Texan woman awarded $230,000 for having to deal with 153 robocalls from a cable company

A Texas woman was awarded nearly $230,000 by a federal judge after a cable company crossed its limits when it harassed her with 153 robocalls despite complaining about the wrong numbers.

On Tuesday, Alvin Hellerstein, U.S. District Judge in Manhattan ordered Time Warner Cable Inc. to make the payment of $229,500 to Araceli King of Irving, Texas, quoting the New York-based company’s “particularly egregious” behavior as it did not comply with the Telephone Consumer Protection Act of 1991.

King said she had constantly asked the company to stop making the calls; however, they did not acknowledge it following which she sued them last year.

Susan Leepson, a Time Warner spokeswoman, said the company is formally assessing its options and ascertaining how to proceed.

Hellerstein said he tripled the $1,500 penalty for each call because Time Warner’s actions were “particularly egregious”, as it persisted in making the calls even after King complained in a seven-minute phone conversation with a company representative in October 2013 that the calls to her phone were likely meant for a customer she did not know. The judge pointed out that 74 of the calls were made after Time Warner was presented with a copy of King’s lawsuit in March 2014.
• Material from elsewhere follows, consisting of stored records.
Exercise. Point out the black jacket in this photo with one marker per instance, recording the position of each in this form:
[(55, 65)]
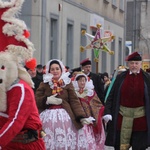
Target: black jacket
[(113, 103)]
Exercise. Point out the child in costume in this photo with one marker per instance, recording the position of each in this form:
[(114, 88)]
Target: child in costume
[(61, 112), (93, 108), (20, 125)]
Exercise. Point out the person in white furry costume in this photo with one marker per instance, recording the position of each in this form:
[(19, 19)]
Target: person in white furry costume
[(20, 125)]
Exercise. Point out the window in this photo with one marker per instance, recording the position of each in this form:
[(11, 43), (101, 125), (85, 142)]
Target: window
[(92, 60), (104, 60), (53, 36), (114, 4), (120, 52), (69, 56), (112, 56), (106, 1), (83, 43), (121, 5)]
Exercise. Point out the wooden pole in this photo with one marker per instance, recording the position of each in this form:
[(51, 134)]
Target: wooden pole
[(96, 67)]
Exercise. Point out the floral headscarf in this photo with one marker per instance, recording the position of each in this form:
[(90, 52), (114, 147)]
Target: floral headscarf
[(48, 77)]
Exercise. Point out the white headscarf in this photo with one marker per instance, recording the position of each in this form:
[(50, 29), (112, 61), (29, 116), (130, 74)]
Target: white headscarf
[(88, 89), (47, 77)]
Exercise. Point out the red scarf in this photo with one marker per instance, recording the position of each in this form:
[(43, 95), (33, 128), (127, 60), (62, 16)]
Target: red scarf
[(57, 86)]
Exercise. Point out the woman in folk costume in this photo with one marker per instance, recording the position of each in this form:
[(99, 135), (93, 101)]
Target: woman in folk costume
[(20, 125), (94, 110), (61, 112)]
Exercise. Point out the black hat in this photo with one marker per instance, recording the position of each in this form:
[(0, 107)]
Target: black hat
[(135, 56), (39, 66), (76, 69), (85, 62)]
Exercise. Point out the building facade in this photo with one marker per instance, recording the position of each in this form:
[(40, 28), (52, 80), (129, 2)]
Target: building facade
[(138, 28), (56, 25)]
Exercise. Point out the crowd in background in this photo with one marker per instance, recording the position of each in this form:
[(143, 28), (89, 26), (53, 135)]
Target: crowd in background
[(71, 104)]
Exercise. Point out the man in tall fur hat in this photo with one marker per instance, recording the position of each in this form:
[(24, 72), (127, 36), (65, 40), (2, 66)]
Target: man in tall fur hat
[(20, 125), (127, 109)]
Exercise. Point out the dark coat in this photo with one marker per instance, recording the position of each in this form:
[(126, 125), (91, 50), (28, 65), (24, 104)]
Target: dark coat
[(70, 102), (98, 85), (113, 103)]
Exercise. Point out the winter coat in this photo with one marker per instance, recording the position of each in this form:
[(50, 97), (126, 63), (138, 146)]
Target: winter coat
[(113, 103), (70, 102)]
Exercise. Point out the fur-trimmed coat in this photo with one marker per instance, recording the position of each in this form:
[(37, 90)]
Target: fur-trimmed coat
[(70, 102), (113, 103)]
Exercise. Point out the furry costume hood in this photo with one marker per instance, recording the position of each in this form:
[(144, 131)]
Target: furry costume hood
[(15, 48)]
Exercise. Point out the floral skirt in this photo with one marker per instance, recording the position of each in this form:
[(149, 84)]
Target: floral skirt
[(61, 134)]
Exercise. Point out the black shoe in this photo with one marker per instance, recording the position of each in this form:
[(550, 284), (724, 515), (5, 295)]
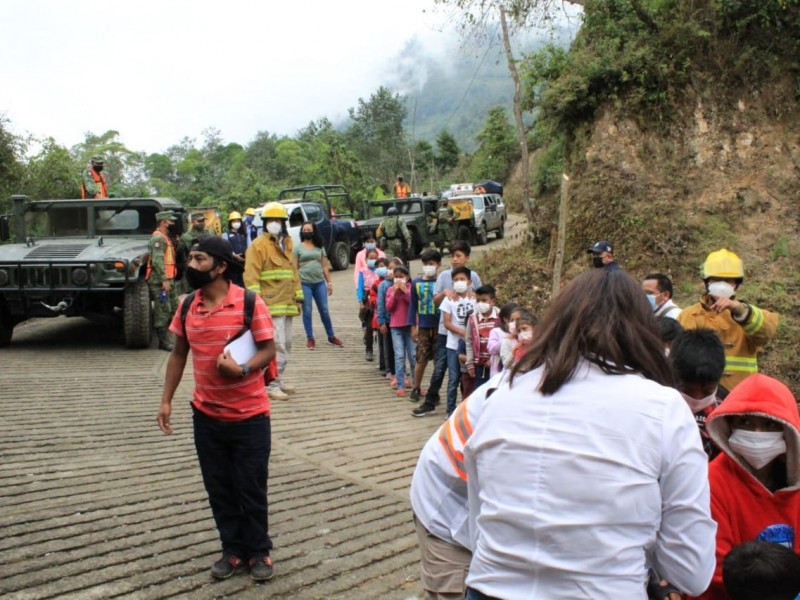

The judge said that the legal arguments in the company’s “recurring theme” was that it was an unintentional victim of an unpredictable federal law that was not meant on purpose to turn an offensive call to a wrong number into large damages.

“The responsible company will reduce its exposure dramatically by taking proactive steps to mitigate damages, while its competitor, who unthinkingly robo-dials the same person hundreds of time over many months without pausing to wonder why it cannot reach him, cannot complain about much higher liability,” the judge wrote.

Sergei Lemberg, King’s lawyer said his client is very happy. When robocalls don’t stop, this decision sends a message to consumers to “stop taking it on the chin” along with a message to companies that it is important to pay attention to human beings, even when technology has the habit of making repeated calls, he said.

The Stamford, Connecticut, attorney said “Millions of U.S. consumers get robocalls. Only a few of them take it a step forward and get a lawyer.”